Thursday, August 29, 2013

For All to See - Mommies Online

It's hard for me to write when I'm told by people around me what I can and cannot write about.  Instead of it diverting my attention away from the matter, my mind constantly wants to put it all in writing.  This has always relieved my mind of any burdens even though I am super careful what I write about.  Sorry about writing about the camping trip.  I only wrote what happened and never meant any harm.  I never want to hurt anyone.  I guess maybe sometimes it might be hard for me to see the difference between just writing what happens in my life verses slander.  I really, really honestly didn't mean to slander anyone and that is why I wrote about the camping trip but gave no names. 

Since I was a little girl I loved to write.  I used to keep a journal all growing up since 5th grade.  I never wrote it for anyone to see but I also didn't write it to hide anything.  It was like having a friend that didn't judge.  Somewhere I could tell my thoughts without getting in trouble for it.  In 2006 I discovered blogging.
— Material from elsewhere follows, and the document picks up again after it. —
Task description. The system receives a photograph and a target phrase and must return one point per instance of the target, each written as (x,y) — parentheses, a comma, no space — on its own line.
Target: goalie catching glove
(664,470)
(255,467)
I saw it as my online journal for my own eyes but still knowing others could see.  So I don't write to please others or to put up fronts.  I write for me and it happens to be public.  It was never meant to be a means of ammunition for others.  But if it is used in that way, I can't control it. My blog.  My writing.  My pictures. 

Moving on.  I've always had a pretty harsh image of God.  I'm not sure why but in some ways I do know why.  My parents didn't ever give me that image.  I tend to think God is waiting up in heaven, watching my ever move, and waiting for a fall so I can be flick away for all eternity.  Oh, how I hate my view of God.  I think there are just so many churches out there that preach so drastically different that it can be confusing.  Some that are harsh judgment all the time.  You never measure up.  God is always mad.  Then there are the greasy grace.  The kind where sin is never, ever confronted and open sin in the church is accepted and tolerated.  One thing that bothers me is each section of churches that put down each other's teachings. A lot like mud slinging.  I've been guilty of thinking that my church is the only way and all others are false.  I know, I'm so embarrassed to admit that!  I really think if we somehow just compared the doctrine to Gods' word, being careful we don't do our own editing and removing of the bible, and be kind to each other we'd be a much bigger force.  Rather than mud slinging, joining together and really pray for our country.  Pray for our president, whether we like him or not.  Pray for our schools.  Our kids.  Our unsaved loved ones.  Imagine if the born again Christians banded together, put away our petty differences, and worked together to see change in this country.  For 7 years I attended a Christian homemakers group.  Someone had told me it was bad to attend because it wasn't in my own church.  However, those 7 years I blossomed!  I was taught how to be a godly mother, wife, homemaker, etc.  Those weekly meetings did so much for my family I will always be so grateful.  Yes, it was a different church than my own but I learned so much.
 


I say us mommies need not worry about being judged for showing life like it is in our own homes.  Using our blogs as a ministry to show others our triumphs but not be scared to share our weaknesses.  Besides, only showing a perfect side of us encourages others very little.  His strength is made perfect in our weakness.  Blog for you but keep in mind those you may be encouraging (or discouraging) in the process.  Don't let anyone bully you or tell you what you can or cannot write about.  Be YOU.